Background

The rapidly changing field of immunosuppressive therapy has yielded medications such as belatacept, which have been proven more efficient and less hazardous with regard to adverse effects on kidney damage.1 Belatacept (NulojixR) is a fusion protein composed of CTLA4 and CD152 fused to the human IgG Fc portion. It produces a robust inhibition of allograft rejection by blocking both CD80 and CD86. In June 2011, the US Food and Drug Administration approved belatacept for use in combination with basiliximab induction, mycophenolate mofetil (MMF), and corticosteroids for prophylaxis of organ rejection in adult kidney transplant recipients.2 Results from Phase III BENEFIT (Belatacept Evaluation of Nephroprotection and Efficacy as First-line Immunosuppression Trial), a landmark trial in kidney allograft recipients, suggested that belatacept-based regimens are superior to calcineurin inhibitors owing to decreased toxicity, superior renal function, and improved cardiovascular profile.3 Some meta-analysis studies report similar or higher risks of allogeneic graft rejection and renal toxicity among the two.4 However, due to the immunosuppressive nature of the medication, moderate fungal infections have become evident but have been limited enough to be successfully treated. The incidence of invasive fungal infections following kidney transplant is 2.5%, significantly lower than previous studies—invasive aspergillosis accounts for most opportunistic fungal infections, followed by invasive candidiasis and mucormycosis.5,6 The risk factors associated with invasive fungal diseases (IFD) in solid organ transplant (SOT) patients, including kidney transplant recipients, include advanced age, leukopenia, diabetes mellitus, acute rejection, cytomegalovirus (CMV) infection, Tac-mycophenolate mofetil (MMF) regimen, and severe immunosuppression.5–7 The mortality rate associated with IFD in SOT patients is around 25-80% due to immunosuppression, with main risk factors including diabetes mellitus, acute rejection, deceased donor transplantation, lymphocyte-depleting antibody usage and concurrent bacterial infections.5,7 Due to the rarity of this case, we highlight a renal transplant recipient on immunosuppressive therapy with belatacept who later developed disseminated histoplasmosis and secondary hemophagocytic lymphohistiocytosis(HLH).

Case presentation

A 62-year-old female was admitted to the general medical department with fever, shortness of breath, chills, and myalgia 18 months after a deceased-donor renal transplant for end-stage renal disease from focal segmental glomerulosclerosis.
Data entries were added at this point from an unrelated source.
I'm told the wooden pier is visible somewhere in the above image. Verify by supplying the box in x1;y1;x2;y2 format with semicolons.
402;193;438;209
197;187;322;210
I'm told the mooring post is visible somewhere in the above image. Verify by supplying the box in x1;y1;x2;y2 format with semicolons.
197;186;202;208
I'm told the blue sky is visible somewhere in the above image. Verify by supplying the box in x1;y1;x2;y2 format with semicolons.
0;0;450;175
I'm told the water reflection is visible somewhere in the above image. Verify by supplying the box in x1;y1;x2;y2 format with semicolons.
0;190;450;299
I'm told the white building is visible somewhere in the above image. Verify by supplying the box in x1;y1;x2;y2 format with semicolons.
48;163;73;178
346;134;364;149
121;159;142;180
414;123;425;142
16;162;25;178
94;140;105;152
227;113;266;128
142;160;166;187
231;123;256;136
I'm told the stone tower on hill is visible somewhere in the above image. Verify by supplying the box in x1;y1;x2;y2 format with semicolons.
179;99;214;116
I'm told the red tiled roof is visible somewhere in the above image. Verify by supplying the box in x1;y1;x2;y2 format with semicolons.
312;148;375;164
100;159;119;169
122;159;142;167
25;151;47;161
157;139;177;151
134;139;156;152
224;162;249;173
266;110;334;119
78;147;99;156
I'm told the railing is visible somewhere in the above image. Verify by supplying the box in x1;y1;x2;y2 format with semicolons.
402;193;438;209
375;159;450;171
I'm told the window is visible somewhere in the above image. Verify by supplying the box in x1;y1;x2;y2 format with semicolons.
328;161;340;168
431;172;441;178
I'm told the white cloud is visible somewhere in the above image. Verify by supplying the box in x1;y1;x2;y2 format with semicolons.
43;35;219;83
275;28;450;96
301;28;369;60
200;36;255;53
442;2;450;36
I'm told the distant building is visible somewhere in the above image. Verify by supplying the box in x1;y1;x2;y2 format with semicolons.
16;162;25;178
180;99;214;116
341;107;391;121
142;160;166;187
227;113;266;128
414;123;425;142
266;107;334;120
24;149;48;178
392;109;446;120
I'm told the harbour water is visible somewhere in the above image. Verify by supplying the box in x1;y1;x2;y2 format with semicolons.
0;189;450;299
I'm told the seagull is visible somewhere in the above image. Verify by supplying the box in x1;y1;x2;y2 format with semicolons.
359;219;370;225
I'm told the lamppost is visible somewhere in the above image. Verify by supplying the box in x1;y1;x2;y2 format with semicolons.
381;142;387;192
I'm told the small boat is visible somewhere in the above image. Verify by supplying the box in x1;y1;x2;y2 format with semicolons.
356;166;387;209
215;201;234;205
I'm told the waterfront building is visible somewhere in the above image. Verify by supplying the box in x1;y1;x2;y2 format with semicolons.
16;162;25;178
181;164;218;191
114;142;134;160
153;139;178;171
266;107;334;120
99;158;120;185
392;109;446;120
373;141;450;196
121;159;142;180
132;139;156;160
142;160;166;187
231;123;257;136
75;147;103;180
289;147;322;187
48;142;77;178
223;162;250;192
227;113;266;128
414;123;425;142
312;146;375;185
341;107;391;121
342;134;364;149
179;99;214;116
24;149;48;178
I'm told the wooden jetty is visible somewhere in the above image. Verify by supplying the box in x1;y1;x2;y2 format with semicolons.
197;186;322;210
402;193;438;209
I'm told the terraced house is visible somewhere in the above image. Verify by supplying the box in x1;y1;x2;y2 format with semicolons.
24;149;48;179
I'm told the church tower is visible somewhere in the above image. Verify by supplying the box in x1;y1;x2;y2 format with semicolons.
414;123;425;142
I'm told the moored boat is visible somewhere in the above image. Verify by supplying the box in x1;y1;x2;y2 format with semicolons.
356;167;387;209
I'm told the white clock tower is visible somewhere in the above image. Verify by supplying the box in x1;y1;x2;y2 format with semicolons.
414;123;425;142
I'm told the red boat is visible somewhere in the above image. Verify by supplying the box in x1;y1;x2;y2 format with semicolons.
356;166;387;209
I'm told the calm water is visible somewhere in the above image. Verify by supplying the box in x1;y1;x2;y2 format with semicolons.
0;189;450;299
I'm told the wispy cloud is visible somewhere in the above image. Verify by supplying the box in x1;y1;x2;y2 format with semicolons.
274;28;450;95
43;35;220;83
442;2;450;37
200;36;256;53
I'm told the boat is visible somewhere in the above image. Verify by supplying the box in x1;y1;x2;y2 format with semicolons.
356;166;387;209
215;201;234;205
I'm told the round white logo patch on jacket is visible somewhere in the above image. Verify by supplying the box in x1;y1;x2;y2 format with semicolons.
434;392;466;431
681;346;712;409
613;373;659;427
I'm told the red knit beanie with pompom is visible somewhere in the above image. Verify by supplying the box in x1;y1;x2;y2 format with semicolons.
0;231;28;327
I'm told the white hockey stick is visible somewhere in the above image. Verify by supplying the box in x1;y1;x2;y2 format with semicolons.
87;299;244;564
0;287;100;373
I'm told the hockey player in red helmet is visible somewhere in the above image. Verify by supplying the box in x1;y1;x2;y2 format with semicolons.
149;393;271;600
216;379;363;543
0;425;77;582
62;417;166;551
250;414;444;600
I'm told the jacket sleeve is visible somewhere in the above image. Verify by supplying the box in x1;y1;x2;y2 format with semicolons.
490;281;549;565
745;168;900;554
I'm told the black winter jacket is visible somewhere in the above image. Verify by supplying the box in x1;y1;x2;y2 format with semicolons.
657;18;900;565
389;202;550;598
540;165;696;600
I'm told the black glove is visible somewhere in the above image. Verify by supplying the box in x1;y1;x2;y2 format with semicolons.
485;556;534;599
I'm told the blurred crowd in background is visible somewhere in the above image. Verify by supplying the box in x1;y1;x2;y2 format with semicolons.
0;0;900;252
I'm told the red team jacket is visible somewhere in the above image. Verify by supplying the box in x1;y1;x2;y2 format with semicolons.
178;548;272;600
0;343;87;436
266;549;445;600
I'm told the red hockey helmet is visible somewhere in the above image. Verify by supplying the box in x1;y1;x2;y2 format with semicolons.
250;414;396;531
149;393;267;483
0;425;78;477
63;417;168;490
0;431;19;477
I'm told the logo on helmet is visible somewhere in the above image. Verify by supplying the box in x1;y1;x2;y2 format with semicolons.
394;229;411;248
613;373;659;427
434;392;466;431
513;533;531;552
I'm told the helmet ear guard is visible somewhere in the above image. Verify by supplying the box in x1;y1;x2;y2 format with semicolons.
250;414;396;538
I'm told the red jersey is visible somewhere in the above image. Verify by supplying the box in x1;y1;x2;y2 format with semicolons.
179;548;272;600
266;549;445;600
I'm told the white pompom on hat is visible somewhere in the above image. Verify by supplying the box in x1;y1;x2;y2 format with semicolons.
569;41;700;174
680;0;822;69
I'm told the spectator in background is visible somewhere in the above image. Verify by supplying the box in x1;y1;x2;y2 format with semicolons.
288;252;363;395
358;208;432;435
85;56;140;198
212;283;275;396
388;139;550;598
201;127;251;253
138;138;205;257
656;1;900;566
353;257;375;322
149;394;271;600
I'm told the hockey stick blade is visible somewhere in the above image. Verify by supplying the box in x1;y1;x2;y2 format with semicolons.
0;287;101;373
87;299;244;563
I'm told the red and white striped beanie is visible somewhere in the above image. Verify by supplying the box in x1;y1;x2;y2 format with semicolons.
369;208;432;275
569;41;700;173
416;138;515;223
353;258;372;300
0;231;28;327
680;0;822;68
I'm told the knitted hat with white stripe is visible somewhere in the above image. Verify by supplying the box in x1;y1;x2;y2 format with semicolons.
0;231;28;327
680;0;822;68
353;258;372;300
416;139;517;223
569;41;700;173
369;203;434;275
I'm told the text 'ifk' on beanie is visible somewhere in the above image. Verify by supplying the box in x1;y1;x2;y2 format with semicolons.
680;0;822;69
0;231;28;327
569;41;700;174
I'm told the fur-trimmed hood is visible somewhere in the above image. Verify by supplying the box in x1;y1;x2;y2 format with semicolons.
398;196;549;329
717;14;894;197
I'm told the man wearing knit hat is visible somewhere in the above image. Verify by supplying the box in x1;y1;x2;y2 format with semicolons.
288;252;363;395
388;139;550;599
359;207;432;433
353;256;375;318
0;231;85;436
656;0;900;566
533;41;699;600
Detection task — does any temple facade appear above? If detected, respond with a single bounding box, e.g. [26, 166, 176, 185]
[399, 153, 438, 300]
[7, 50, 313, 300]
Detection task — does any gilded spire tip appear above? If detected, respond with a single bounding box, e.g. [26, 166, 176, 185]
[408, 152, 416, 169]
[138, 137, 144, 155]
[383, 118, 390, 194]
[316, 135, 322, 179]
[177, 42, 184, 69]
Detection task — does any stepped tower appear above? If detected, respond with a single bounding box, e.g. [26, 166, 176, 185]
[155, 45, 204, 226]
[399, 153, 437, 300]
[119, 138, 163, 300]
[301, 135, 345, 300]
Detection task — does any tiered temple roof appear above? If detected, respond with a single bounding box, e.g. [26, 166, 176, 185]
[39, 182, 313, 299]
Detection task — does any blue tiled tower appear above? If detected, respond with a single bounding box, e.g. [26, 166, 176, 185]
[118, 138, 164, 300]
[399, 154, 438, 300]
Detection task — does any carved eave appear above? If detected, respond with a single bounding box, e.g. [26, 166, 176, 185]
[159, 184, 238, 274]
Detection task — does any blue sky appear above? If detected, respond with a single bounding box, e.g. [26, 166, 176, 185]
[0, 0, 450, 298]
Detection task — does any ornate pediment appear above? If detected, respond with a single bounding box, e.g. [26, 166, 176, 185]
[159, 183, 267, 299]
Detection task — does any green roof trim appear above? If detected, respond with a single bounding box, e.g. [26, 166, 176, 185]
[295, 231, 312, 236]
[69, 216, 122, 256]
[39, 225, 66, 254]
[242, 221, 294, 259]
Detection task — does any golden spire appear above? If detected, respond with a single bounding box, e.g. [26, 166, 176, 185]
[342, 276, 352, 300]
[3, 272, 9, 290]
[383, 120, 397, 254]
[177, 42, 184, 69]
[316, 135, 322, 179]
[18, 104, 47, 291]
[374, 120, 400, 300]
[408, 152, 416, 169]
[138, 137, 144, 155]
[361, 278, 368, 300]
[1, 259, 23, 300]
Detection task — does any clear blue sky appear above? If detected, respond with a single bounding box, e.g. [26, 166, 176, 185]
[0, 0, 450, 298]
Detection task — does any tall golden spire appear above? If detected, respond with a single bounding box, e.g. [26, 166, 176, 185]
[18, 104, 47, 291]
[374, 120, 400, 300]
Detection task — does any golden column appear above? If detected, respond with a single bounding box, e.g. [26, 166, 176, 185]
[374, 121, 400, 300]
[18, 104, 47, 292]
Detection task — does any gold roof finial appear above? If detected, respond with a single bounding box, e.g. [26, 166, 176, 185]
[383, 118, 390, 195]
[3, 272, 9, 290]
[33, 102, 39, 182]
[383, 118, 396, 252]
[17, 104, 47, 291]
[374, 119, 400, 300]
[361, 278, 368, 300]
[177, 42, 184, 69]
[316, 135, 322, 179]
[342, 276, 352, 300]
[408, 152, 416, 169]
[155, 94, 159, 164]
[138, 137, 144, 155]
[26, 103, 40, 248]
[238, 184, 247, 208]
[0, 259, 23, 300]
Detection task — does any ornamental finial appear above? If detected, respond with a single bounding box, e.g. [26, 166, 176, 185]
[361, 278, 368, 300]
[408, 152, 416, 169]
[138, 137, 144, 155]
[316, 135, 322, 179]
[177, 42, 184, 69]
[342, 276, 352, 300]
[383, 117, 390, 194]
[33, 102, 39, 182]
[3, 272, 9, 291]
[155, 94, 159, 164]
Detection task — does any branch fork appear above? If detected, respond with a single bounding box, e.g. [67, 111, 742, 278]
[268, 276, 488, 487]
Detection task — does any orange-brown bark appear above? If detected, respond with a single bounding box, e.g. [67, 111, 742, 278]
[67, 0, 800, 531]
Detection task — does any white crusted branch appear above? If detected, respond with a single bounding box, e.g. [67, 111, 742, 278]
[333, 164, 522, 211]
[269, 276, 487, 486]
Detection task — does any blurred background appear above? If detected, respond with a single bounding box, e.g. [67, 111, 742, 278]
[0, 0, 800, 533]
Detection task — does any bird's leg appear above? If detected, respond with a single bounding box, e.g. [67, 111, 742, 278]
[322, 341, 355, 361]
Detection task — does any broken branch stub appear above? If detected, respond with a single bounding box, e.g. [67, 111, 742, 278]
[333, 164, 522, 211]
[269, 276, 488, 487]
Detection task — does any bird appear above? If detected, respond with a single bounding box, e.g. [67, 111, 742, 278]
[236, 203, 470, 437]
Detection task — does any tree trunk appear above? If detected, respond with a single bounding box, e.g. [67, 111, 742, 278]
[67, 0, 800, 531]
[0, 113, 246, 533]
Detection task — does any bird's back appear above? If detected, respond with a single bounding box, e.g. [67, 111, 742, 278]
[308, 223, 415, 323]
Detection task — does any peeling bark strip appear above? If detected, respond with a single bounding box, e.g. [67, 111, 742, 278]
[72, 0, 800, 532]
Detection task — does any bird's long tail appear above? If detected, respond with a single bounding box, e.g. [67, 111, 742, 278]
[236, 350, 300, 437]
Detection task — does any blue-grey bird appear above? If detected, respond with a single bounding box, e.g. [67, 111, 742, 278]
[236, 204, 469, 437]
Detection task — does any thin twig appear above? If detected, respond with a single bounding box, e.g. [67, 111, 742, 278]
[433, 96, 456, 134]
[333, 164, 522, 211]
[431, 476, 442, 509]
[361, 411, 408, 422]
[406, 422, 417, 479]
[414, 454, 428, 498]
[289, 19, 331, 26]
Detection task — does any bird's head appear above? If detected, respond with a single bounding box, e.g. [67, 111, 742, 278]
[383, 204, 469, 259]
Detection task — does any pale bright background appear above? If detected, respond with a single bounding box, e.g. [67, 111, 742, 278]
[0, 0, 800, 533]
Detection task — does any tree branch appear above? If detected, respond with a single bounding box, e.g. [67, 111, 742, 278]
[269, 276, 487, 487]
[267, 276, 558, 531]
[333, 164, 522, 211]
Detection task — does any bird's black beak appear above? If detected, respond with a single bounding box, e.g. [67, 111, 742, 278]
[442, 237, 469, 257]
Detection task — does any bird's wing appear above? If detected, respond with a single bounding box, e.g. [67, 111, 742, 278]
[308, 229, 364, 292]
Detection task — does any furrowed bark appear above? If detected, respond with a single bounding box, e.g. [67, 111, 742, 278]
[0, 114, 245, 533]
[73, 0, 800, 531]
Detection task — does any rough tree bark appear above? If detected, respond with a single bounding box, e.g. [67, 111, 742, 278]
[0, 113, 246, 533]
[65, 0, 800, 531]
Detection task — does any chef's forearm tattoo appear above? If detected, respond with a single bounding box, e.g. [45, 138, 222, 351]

The patient’s post-transplant course was complicated by gallstone pancreatitis and non-ST elevation myocardial infarction. The patient’s posttransplant immunosuppressive regimen consisted of mycophenolate 360 mg oral tablet two times daily, belatacept 250 mg IV infusion once every 30 days, and prednisone 5 mg tablet daily. The patient had received her last infusion of belatacept nine days prior to the hospital presentation. The patient’s other home medications included aspirin, atorvastatin, isosorbide mononitrate, amlodipine, sacubitril-valsartan, denosumab, pantoprazole, and minoxidil. On presentation, the patient was noted to be febrile with a temperature of 100.8 Fahrenheit, tachycardic at 102 beats per minute, and tachypneic with a respiratory rate of 32 per minute. The patient denied any history of fungal infections or recent travels and was not a resident of the histoplasmosis endemic region. Pertinent physical examination included a toxic-appearing woman in moderate distress and bilateral fine crackles in the lower lobes of the lungs. Initial laboratory workup showed an elevated procalcitonin level, lactate dehydrogenase, and transaminitis. A chest X-ray showed cardiomegaly with bilateral pulmonary infiltrates, as shown in figure 1.

Figure 1
Figure 1.Chest Xray showing cardiomegaly with bilateral pulmonary infiltrates.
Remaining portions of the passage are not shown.